- Directed by: Gary Tieche
- Written by: Gary Tieche
- Produced by: Carl Colpaert
- Starring: Amy Brenneman Kirstie Alley Gabrielle Anwar Saffron Burrows Angus Macfadyen Kathy Najimy Dee Wallace James Wilder Bridgette Wilson Ben Browder
- Cinematography: Nancy Schreiber
- Edited by: Rebecca Ross
- Music by: Dead Can Dance Robert Perry
- Distributed by: Cineville
- Release date: April 1997 (U.S.);
- Running time: 108 minutes
- Country: United States
- Language: English

= Nevada (1997 film) =

1997 American film directed by Gary Tieche

Nevada is a 1997 American drama film starring Amy Brenneman and directed by Gary Tieche.

== Plot ==
In Nevada, a mysterious woman named Chrysty appears, seemingly out of nowhere, wandering through the desert with no possessions and no fixed destination. She eventually makes her way to Silver City, a remote desert town in Nevada populated largely by women, as many of the men are away working.

At first, Chrysty is met with curiosity, hospitality, and suspicion in roughly equal measure. Some of the women in the town are quietly welcoming; others, especially one local woman named McGill, watch her with distrust. As Chrysty settles in—securing a job, finding a place to stay—the tension between her desire for anonymity and the town’s natural curiosity about her past begins to grow.

Gradually, parts of Chrysty’s earlier life start to come to light.

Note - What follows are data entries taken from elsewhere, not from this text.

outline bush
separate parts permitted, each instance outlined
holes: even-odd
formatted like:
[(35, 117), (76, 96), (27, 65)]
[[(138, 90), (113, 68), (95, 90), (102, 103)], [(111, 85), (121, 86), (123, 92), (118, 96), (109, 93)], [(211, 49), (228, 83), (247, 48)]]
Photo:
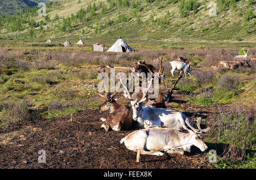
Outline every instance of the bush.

Her arrival in Silver City acts as a catalyst: for Chrysty herself, for the relationships she builds (and trials she faces) in the town, and for the dynamics among the women who both resist and embrace her presence.

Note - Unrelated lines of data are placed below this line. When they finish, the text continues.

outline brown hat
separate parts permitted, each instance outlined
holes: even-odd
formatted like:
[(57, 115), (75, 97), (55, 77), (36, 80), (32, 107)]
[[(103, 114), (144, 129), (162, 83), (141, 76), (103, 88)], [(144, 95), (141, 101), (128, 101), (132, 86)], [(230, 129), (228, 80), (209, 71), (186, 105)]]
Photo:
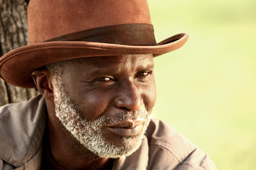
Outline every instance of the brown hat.
[(133, 54), (158, 56), (183, 45), (178, 34), (156, 43), (146, 0), (31, 0), (29, 45), (0, 58), (0, 75), (32, 88), (31, 72), (50, 63), (79, 57)]

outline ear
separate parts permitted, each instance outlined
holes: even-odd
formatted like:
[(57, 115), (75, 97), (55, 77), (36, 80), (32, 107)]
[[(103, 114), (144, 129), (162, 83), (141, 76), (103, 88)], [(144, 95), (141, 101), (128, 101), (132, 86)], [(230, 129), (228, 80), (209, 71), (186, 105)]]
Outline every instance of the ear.
[(47, 68), (33, 71), (31, 74), (39, 92), (48, 100), (53, 101), (53, 75)]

The film explores themes of identity, escape, reinvention, and the idea of “home” — what it means to belong, whether by choice or by circumstance.

==Cast==
- Amy Brenneman as Chrysty
- Ben Browder as Shelby
- James Wilder as Rip
- Keith Anthony Bennett as Nate
- Kirstie Alley as McGill
- Bridgette Wilson as June
- Gabrielle Anwar as Linny
- Saffron Burrows as Quinn
- Kathy Najimy as Ruth
- Dee Wallace as Ruby
- Barbara Burton as Katie
- Emily Miller as Melanie
- Rachel Reber as Paula
- Charlie Crandell as Kimberly
- David Darmstaeder as Derrick
- Jordan Craddock as Derrick Jr.
- Garette Ratliff Henson as Weston
- Nathan Garcia as Cody
- Angus MacFadyen as West

== Production ==
Nevada was shot over 24 days in Randsburg, California, Ridgecrest, California and at the Hoover Dam, Clark County, Nevada.